By reducing more than two nodes it is also possible to compute n-ary parse trees.
Dependency parse trees need a different scheme of transitions.
In addition to the shift action a left and a right reduction have to be introduced.
In this way we accept that words in the buffer are related to previously shifted words or words that are still on the buffer.
Recent network architectures try to track the computational paths of these algorithms with recurrent neural networks.
This allows to some extent to train on batches, which means a noticeable speed-up compared to recursive neural networks.
But since the transitions for the data points in the batch per step are not the same one still does not reach the performance of recurrent neural networks.
Another nice feature of having a recurrent neural network tracking the computations is the availability of context that can be used during a reduction.

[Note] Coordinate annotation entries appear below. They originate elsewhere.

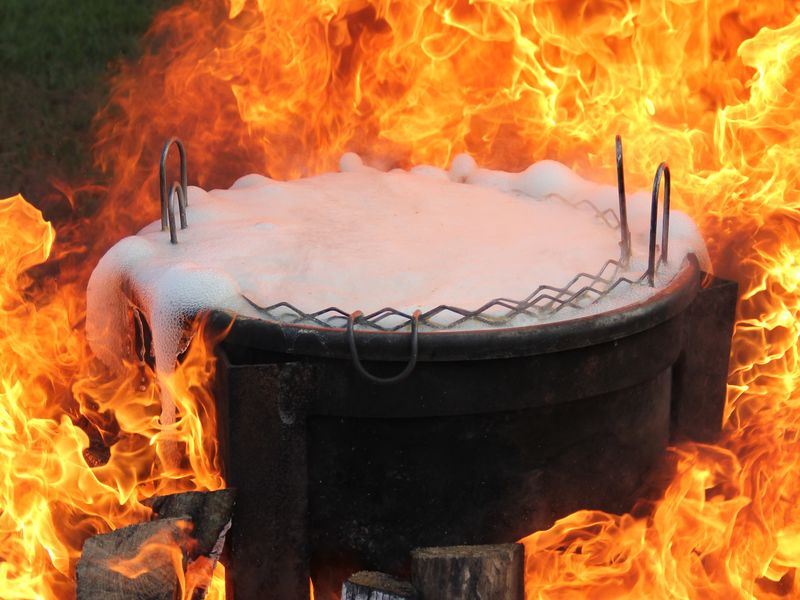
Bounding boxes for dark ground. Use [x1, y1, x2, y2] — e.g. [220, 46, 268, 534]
[0, 0, 177, 210]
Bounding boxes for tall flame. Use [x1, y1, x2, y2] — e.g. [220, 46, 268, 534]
[0, 0, 800, 598]
[0, 196, 222, 600]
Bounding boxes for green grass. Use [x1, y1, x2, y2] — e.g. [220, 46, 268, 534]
[0, 0, 175, 203]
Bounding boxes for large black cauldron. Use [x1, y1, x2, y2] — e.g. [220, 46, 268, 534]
[211, 261, 736, 600]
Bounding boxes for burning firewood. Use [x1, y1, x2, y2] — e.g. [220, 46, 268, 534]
[342, 571, 419, 600]
[411, 544, 524, 600]
[145, 489, 236, 560]
[76, 519, 191, 600]
[77, 489, 236, 600]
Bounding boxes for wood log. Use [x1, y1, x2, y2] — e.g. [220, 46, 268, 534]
[411, 544, 525, 600]
[144, 488, 236, 560]
[76, 519, 191, 600]
[342, 571, 419, 600]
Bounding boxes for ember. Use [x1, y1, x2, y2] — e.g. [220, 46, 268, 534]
[0, 0, 800, 599]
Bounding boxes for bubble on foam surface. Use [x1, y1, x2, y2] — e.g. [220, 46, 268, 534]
[87, 153, 709, 422]
[231, 173, 273, 189]
[339, 152, 364, 173]
[450, 154, 478, 182]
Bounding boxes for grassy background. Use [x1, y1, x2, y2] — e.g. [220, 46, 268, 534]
[0, 0, 177, 205]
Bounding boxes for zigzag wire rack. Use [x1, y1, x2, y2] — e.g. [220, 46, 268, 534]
[160, 136, 671, 338]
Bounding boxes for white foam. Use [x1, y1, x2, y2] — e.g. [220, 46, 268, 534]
[87, 153, 709, 422]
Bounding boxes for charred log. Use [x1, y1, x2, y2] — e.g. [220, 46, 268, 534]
[411, 544, 524, 600]
[342, 571, 419, 600]
[76, 519, 191, 600]
[145, 489, 236, 559]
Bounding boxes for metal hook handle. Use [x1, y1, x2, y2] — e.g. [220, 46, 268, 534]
[347, 310, 421, 385]
[167, 181, 188, 244]
[615, 135, 631, 267]
[647, 162, 671, 287]
[159, 137, 189, 232]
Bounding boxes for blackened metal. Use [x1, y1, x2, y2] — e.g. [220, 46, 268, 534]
[671, 277, 739, 443]
[347, 310, 421, 384]
[216, 357, 310, 600]
[645, 162, 671, 287]
[167, 181, 188, 244]
[615, 135, 631, 267]
[243, 255, 639, 332]
[158, 137, 189, 231]
[210, 255, 700, 361]
[206, 262, 735, 600]
[545, 192, 619, 229]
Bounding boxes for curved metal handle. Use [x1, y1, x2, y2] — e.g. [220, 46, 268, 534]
[615, 135, 631, 267]
[646, 162, 670, 287]
[167, 181, 188, 244]
[158, 137, 189, 231]
[347, 310, 421, 385]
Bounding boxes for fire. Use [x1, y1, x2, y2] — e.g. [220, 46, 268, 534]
[0, 0, 800, 598]
[0, 196, 223, 600]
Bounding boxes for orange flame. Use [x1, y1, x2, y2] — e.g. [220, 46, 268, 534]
[0, 0, 800, 598]
[0, 196, 223, 600]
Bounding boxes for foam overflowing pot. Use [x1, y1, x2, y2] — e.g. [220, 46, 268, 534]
[87, 153, 709, 422]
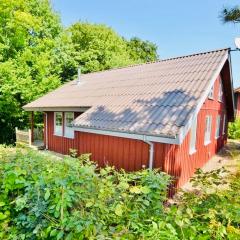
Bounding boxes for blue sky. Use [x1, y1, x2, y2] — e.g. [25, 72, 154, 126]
[52, 0, 240, 87]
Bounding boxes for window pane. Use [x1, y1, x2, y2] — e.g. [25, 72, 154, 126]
[208, 86, 214, 99]
[54, 112, 63, 135]
[189, 116, 197, 153]
[215, 115, 221, 138]
[64, 112, 74, 138]
[204, 116, 212, 144]
[65, 112, 74, 127]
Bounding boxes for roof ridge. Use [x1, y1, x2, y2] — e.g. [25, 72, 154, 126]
[80, 47, 231, 77]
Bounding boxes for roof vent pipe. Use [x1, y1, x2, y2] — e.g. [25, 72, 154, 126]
[77, 67, 81, 85]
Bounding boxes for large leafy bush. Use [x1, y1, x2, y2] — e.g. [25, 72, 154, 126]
[0, 147, 240, 240]
[0, 148, 169, 239]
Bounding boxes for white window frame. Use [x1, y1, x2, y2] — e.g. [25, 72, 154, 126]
[64, 112, 74, 138]
[54, 112, 63, 136]
[222, 114, 226, 135]
[208, 85, 214, 100]
[204, 115, 212, 145]
[215, 115, 221, 139]
[189, 117, 197, 154]
[218, 78, 223, 102]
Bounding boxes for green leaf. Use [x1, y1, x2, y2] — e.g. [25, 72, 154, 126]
[115, 204, 123, 217]
[44, 188, 50, 201]
[141, 186, 151, 194]
[57, 231, 64, 240]
[129, 186, 142, 194]
[50, 229, 57, 237]
[0, 212, 7, 220]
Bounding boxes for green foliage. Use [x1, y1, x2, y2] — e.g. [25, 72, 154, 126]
[0, 147, 169, 239]
[127, 37, 158, 62]
[68, 22, 158, 73]
[0, 0, 157, 143]
[220, 6, 240, 23]
[228, 118, 240, 139]
[0, 0, 65, 143]
[0, 147, 240, 240]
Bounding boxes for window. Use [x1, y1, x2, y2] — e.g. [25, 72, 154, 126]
[218, 78, 223, 102]
[222, 114, 226, 135]
[215, 115, 221, 138]
[189, 118, 197, 154]
[64, 112, 74, 138]
[204, 115, 212, 145]
[54, 112, 63, 136]
[208, 85, 214, 99]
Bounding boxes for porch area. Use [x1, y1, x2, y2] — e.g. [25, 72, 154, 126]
[15, 112, 45, 150]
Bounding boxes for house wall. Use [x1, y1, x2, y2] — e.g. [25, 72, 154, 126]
[168, 77, 227, 187]
[44, 112, 164, 171]
[45, 77, 227, 187]
[234, 93, 240, 118]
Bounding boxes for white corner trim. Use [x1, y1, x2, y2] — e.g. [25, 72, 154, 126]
[73, 127, 180, 145]
[179, 52, 229, 144]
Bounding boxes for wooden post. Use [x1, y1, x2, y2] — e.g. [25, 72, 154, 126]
[31, 111, 34, 143]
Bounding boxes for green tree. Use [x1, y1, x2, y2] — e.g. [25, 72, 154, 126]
[0, 0, 157, 143]
[68, 22, 134, 73]
[0, 0, 66, 143]
[127, 37, 158, 62]
[220, 6, 240, 23]
[68, 22, 158, 73]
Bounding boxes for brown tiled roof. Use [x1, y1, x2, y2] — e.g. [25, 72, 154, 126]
[24, 49, 231, 137]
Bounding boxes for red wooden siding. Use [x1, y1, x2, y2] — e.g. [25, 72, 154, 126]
[172, 75, 227, 187]
[44, 74, 228, 190]
[45, 112, 164, 171]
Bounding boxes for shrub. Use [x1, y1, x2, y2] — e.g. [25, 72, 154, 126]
[228, 118, 240, 139]
[0, 147, 170, 239]
[0, 146, 240, 240]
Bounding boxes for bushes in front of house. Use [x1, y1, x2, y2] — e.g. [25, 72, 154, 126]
[0, 147, 240, 240]
[0, 147, 170, 239]
[228, 118, 240, 139]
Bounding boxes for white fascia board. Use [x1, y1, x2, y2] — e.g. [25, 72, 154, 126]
[179, 52, 229, 144]
[73, 127, 179, 145]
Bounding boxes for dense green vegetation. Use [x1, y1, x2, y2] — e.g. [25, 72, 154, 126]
[0, 0, 157, 143]
[228, 118, 240, 139]
[0, 146, 240, 240]
[220, 6, 240, 23]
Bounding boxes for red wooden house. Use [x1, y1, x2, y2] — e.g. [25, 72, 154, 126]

Previously one had to rely on the pure word embeddings in one recursive step.
After going through a lot of linguistic theory on parse trees and algorithms, we should in principle answer the question of what we gain by including syntactic information.
Following the progress on the natural language tasks of identifying the relation among a sentence pair, which can be either deductive, neutral or contradictory, the battle between semantic and syntactic models is not decided.
Currently the best model on the Standford Natural Language Inference task is of the syntactic form, but purely sequential models might soon catch up.
In the future it would also be interesting to see if the decoder of a Sequence-to-Sequence model could benefit from syntactic information.
Sequential decoders sometimes lack the ability to produce grammatically correct sentences and in general lack to generate informative sentences.
By generating correct parse trees both kind of problems could be addressed.